Genome-wide association studies (GWAS) have revealed 74 single nucleotide polymorphisms (SNPs) associated with high-density lipoprotein cholesterol (HDL) blood levels. This study is, to our knowledge, the first genome-wide interaction study (GWIS) to identify SNPxSNP interactions associated with HDL levels. We performed a GWIS in the Rotterdam Study (RS) cohort I (RS-I) using the GLIDE tool which leverages the massively parallel computing power of Graphics Processing Units (GPUs) to perform linear regression on all genome-wide pairs of SNPs. By performing a meta-analysis together with Rotterdam Study cohorts II and III (RS-II and RS-III), we were able to filter 181 interaction terms with a p-value<1 . 10(-8) that replicated in the two independent cohorts.

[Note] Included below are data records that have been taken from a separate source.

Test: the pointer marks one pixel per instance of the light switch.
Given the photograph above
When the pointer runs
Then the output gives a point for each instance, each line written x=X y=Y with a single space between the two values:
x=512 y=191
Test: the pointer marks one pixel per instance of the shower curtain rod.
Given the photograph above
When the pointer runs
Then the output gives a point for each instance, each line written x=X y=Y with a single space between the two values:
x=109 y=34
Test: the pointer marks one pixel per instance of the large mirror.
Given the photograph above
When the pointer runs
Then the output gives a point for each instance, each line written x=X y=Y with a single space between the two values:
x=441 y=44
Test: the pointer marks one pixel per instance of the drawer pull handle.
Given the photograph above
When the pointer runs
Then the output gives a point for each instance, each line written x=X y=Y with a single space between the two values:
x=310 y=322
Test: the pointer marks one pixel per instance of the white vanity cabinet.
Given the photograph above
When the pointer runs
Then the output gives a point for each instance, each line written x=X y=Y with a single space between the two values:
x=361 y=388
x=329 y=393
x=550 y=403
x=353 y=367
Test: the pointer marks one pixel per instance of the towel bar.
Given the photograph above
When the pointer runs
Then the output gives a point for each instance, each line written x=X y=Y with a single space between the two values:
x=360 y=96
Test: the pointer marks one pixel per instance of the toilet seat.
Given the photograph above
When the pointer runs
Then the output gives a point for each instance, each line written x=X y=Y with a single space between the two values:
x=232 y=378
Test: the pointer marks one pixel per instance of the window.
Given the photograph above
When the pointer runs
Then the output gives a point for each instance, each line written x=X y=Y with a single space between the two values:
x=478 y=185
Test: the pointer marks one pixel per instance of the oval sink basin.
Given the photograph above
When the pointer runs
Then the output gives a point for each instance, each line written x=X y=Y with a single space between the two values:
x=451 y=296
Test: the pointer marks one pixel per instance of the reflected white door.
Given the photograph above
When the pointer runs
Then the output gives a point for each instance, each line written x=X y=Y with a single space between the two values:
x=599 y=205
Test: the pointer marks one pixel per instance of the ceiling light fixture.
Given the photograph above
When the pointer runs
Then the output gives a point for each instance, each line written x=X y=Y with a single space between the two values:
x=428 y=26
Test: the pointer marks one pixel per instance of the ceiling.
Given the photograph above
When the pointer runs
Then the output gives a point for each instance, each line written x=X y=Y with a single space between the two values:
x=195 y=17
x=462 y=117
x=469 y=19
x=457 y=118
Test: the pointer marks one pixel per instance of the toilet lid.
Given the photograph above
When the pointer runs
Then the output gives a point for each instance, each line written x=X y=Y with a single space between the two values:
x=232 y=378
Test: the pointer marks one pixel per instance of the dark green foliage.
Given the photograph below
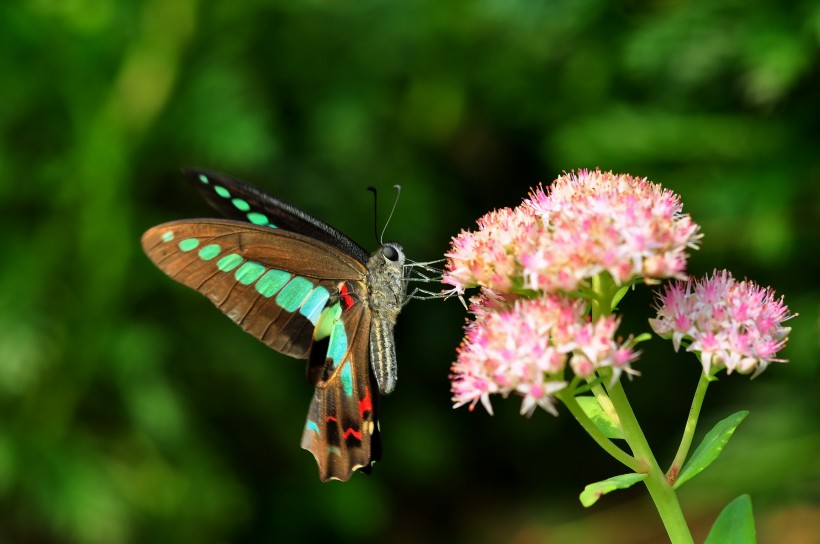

We were not able to replicate any of these interaction term in the AGES, ARIC, CHS, ERF, FHS and NFBC-66 cohorts (N-total = 30,011) when adjusting for multiple testing. Our GWIS resulted in the consistent finding of a possible interaction between rs774801 in ARMC8 (ENSG00000114098) and rs12442098 in SPATA8 (ENSG00000185594) being associated with HDL levels. However, p-values do not reach the preset Bonferroni correction of the p-values. Our study suggest that even for highly genetically determined traits such as HDL the sample sizes needed to detect SNPxSNP interactions are large and the 2-step filtering approaches do not yield a solution. Here we present our analysis plan and our reservations concerning GWIS.